マゾヒズムやSM自体の描き方よりも、主人公の、いろいろな女性たちに対する、構え、スタンスと言ったところが、読みどころの1つだろう。この辺の読みどころについては、集英社文庫版に納められた解説で、姫野 カオルコが、「女性の描き方(見つめ方)は出色です」としている。

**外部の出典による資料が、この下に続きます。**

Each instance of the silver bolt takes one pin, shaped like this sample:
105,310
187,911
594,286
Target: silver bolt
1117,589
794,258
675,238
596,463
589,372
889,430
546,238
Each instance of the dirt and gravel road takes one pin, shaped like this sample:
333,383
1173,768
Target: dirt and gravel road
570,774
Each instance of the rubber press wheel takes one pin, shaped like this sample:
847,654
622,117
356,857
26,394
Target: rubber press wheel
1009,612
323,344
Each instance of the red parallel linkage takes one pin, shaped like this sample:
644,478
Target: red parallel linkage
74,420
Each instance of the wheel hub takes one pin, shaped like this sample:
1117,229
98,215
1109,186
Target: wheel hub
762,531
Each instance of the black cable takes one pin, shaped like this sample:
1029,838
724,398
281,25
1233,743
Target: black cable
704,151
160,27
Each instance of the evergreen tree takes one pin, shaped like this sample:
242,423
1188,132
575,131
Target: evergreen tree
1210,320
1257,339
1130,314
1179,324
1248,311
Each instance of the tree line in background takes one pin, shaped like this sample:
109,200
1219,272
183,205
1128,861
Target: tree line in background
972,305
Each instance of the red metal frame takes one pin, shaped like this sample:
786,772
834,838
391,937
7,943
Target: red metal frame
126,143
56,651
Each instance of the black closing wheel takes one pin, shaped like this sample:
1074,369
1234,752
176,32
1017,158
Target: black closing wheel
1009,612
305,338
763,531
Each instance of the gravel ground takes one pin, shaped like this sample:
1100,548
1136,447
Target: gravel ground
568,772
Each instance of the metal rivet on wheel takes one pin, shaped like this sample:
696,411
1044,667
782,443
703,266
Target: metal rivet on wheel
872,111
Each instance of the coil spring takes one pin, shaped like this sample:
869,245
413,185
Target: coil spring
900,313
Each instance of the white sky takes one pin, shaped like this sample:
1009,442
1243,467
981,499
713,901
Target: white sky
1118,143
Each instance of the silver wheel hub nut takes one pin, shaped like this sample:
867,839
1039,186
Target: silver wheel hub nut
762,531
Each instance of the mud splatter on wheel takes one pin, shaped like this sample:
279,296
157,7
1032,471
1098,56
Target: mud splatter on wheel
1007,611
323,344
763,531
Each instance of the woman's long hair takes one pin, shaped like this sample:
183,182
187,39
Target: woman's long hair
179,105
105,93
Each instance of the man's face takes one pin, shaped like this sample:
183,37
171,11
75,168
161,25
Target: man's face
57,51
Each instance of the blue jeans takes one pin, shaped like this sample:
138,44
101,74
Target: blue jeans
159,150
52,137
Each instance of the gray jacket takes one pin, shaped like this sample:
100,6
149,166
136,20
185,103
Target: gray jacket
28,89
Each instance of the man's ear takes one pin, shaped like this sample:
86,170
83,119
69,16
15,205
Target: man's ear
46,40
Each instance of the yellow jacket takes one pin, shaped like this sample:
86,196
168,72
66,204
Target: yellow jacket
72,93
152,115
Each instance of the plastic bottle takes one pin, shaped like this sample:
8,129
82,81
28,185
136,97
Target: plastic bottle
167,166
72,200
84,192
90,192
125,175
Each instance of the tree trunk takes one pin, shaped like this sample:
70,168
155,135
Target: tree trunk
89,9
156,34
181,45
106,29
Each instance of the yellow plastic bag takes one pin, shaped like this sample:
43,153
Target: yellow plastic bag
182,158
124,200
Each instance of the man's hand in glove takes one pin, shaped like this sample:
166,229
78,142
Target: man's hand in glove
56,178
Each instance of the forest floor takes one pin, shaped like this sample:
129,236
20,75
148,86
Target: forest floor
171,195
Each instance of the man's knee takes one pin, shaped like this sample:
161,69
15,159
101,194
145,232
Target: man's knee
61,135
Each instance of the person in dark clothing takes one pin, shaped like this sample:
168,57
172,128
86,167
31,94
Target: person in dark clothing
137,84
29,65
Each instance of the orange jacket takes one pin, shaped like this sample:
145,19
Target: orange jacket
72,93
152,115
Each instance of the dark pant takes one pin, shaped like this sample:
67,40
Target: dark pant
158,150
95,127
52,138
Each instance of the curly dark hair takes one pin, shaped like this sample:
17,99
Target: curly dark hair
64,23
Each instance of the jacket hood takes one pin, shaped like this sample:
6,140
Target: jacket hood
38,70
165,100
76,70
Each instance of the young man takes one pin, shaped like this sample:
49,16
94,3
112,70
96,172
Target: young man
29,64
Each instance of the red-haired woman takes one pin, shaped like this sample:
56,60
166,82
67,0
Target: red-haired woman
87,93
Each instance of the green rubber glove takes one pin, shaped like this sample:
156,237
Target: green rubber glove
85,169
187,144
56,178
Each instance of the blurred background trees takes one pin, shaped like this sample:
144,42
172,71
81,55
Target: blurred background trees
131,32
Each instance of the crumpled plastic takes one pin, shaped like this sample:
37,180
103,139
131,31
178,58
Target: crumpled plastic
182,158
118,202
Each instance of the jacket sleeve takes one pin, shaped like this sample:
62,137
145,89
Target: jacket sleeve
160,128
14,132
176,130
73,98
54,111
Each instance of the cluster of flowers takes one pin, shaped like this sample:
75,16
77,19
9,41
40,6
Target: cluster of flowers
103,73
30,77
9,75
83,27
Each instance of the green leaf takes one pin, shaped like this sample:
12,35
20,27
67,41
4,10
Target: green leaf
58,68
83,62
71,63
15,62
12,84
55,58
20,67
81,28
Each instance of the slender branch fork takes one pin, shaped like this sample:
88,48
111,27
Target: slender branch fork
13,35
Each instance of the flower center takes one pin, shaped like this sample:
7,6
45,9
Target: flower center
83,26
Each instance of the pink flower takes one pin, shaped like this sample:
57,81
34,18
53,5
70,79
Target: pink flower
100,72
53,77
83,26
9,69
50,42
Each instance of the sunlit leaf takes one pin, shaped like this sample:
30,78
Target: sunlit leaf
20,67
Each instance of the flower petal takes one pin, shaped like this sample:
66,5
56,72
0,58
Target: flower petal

解説文は、『娼年』に見られる「女性の描き方(見つめ方)」を焦点に据えることで、石田作品の語り口の特徴を、わかり易く指摘した批評にも及んでいるのだが。それはさておき、姫野 カオルコが注目したように、主人公は作中で接する何人かの女性の、女性ごとに全く異なる性的欲望に、個別に相手をしていく。「まだ足はすくんでいないみたいです。それよりももっと女性のことを知りたい。実際に体験して、自分がどんなふうに感じるか、どう変わるのかを見てみたい」と言うのが、クラブに勤めだしてからしばらくして、主人公が女経営者に語った台詞だ。
こうした「主人公の見つめ方」は、マゾヒストの同僚との関わりでも活きている。マゾヒストの描き方(見つめ方)としては、悪趣味な匂いを招かない語り口が、石田作品らしい、と思う。
(姫野カオルコの「解説」は、うまくポイントをついた批評にもなっている。けれど、解説で直接話題にされていないポイントを巡って、『娼年』が、おそらくは石田作品愛読者の間でも、やや評価がわかれるものだろうことは、一言断っておきたい)
その他
愛を語る
- 白木屋
- 相手を選び、壊さない程度にかわいがってあげましょう。マゾヒストは貴重な資源です。浪費は感心しません(ソドム百二十日なみに使い潰してみたい気もしますが)。